Number Distribution of Transmembrane Helices in Prokaryote Genomes

Number distribution of transmembrane helices represents genetic feature of survival strategy, because the number of transmembrane helices is closely related to the functional group of membrane proteins: for example, most of membrane proteins that have six transmembrane helices belong to transporter functional group. Survival strategies were obtained by evolutionary mechanism that changes the genome sequences. Comparisons of number distributions of transmembrane helices among species that have different survival strategies help us to understand the evolutionary mechanism that has increased the categories of membrane proteins. Some studies about how the categories of protein functions have been increased during evolution were performed using protein database (Chothia et al., 2003; Huynen & van Nimwegen, 1998; Koonin et al., 2002; Qian et al., 2001; Vogel et al., 2005).
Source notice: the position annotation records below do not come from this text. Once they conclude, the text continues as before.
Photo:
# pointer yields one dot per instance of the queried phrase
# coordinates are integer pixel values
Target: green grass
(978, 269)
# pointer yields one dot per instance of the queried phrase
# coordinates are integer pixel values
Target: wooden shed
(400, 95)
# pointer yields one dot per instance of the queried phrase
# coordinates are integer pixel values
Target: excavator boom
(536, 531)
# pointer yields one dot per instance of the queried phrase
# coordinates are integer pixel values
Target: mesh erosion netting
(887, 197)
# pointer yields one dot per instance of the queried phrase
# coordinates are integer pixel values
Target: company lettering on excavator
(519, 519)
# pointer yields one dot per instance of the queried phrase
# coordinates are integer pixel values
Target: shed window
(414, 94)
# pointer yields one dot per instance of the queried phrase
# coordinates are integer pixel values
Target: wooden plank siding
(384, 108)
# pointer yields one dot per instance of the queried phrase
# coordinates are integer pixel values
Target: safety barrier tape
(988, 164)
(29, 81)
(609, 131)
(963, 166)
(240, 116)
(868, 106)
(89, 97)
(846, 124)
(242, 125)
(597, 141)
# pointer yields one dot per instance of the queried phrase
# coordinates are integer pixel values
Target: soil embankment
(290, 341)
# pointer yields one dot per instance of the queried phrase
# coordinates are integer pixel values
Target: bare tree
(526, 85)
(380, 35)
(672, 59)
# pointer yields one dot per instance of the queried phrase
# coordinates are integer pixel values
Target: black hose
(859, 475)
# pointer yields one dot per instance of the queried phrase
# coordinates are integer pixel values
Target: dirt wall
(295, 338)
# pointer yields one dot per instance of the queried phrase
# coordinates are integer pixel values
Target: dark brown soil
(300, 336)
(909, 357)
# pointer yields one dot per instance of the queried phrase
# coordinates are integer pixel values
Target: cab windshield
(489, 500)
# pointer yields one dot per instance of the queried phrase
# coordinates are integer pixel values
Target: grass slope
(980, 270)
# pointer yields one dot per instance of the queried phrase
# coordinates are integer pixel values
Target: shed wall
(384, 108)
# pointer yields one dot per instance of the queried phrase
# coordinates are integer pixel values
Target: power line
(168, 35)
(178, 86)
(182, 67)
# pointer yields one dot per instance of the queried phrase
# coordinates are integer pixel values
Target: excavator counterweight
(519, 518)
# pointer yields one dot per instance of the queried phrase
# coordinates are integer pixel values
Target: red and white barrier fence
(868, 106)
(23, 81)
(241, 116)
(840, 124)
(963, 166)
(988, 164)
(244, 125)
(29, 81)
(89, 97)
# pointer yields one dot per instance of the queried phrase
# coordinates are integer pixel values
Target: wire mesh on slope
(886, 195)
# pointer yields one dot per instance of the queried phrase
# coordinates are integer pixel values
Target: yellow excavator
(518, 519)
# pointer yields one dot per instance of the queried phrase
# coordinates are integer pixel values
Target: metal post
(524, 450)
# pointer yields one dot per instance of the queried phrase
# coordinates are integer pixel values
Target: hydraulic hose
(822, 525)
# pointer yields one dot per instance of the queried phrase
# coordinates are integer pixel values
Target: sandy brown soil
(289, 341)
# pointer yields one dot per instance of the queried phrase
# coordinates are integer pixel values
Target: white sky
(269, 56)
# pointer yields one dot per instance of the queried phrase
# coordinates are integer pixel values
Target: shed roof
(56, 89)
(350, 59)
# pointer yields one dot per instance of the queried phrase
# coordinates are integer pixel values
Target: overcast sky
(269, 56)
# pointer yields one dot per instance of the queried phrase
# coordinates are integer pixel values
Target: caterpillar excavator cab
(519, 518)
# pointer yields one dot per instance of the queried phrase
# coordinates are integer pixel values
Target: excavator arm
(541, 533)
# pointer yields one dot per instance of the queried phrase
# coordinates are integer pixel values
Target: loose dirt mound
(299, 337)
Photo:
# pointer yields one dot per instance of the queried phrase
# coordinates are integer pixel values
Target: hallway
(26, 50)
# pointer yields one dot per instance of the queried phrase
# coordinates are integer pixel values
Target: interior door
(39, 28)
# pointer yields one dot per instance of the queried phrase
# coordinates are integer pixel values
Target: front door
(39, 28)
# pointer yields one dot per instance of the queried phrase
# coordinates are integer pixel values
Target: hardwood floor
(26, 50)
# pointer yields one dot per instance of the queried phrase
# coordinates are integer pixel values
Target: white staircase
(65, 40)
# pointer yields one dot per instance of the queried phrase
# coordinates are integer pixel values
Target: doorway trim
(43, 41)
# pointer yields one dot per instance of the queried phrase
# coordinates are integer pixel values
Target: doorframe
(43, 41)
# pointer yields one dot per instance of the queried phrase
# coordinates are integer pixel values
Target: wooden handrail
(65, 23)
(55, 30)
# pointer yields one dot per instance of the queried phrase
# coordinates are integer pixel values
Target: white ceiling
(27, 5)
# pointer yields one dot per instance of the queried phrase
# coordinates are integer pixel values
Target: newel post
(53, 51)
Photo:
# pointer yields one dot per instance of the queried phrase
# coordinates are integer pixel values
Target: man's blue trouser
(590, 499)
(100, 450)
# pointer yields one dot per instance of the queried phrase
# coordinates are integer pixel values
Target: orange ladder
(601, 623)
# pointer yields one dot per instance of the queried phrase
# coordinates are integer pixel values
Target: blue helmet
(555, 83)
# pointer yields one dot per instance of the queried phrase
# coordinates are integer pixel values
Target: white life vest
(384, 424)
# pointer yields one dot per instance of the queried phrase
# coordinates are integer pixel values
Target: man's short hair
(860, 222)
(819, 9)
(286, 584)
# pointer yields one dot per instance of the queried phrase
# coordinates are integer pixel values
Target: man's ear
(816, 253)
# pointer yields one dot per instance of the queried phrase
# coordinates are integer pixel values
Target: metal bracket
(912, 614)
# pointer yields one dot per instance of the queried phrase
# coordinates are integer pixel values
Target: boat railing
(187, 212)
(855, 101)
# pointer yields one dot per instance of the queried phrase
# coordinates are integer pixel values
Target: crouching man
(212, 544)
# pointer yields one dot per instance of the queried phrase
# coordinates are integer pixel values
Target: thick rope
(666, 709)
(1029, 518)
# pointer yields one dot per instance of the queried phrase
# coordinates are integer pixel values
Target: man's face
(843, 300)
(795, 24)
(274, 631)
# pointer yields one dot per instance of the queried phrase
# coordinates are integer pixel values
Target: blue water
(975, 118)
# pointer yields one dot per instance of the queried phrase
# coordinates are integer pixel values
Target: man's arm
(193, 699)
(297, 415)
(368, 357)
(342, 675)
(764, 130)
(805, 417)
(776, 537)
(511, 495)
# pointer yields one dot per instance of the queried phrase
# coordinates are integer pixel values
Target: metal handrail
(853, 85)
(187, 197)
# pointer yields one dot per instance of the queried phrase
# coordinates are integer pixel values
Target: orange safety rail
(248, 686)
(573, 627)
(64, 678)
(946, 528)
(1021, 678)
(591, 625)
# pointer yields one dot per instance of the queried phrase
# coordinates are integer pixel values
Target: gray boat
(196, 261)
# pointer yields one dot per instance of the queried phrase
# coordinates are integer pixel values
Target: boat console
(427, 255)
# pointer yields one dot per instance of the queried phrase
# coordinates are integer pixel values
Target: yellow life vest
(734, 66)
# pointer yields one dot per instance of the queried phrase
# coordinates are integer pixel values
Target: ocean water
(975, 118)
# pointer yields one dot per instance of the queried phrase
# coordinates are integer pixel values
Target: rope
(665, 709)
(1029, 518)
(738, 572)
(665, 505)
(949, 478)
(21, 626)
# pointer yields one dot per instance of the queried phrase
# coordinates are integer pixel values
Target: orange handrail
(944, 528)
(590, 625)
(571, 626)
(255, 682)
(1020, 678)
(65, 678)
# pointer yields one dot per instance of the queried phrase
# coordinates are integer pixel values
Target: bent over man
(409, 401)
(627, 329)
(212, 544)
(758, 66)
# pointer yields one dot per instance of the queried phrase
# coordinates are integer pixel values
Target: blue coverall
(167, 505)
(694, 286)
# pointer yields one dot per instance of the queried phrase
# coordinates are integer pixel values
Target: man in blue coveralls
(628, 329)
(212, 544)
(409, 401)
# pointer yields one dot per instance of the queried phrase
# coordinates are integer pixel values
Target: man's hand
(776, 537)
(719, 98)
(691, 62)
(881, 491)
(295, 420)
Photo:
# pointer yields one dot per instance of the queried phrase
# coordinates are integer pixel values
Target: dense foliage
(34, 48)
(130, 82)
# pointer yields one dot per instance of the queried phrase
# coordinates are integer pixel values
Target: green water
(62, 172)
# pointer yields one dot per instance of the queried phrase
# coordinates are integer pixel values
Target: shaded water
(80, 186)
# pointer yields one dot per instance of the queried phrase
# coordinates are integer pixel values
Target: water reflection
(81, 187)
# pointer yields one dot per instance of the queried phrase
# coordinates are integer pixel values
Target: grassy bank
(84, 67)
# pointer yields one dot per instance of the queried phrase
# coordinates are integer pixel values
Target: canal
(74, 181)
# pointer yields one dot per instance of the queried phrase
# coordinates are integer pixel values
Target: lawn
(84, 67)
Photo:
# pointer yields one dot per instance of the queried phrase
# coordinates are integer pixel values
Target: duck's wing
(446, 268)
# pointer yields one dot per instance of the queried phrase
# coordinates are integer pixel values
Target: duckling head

However, these studies were carried out by the analysis almost for soluble proteins. Classification of protein function groups are often carried out by the empirical methods such as sequence homology that use sequence information of three-dimensional structure resolved proteins as template sequences for each functional group. However three-dimensional structure resolved membrane proteins were much less than that for the soluble proteins because of experimental difficulty of membrane proteins. In the previous study, we developed membrane protein prediction system SOSUI and signal peptide prediction system SOSUIsignal (Gomi et al., 2004; Hirokawa et al., 1998). By combination of those systems, number of transmembrane helices can be predicted based not on empirical but on physicochemical parameters. Therefore, it is possible to investigate the number distribution of transmembrane regions in membrane proteins comprehensively among various genomes by using SOSUI and SOSUIsignal.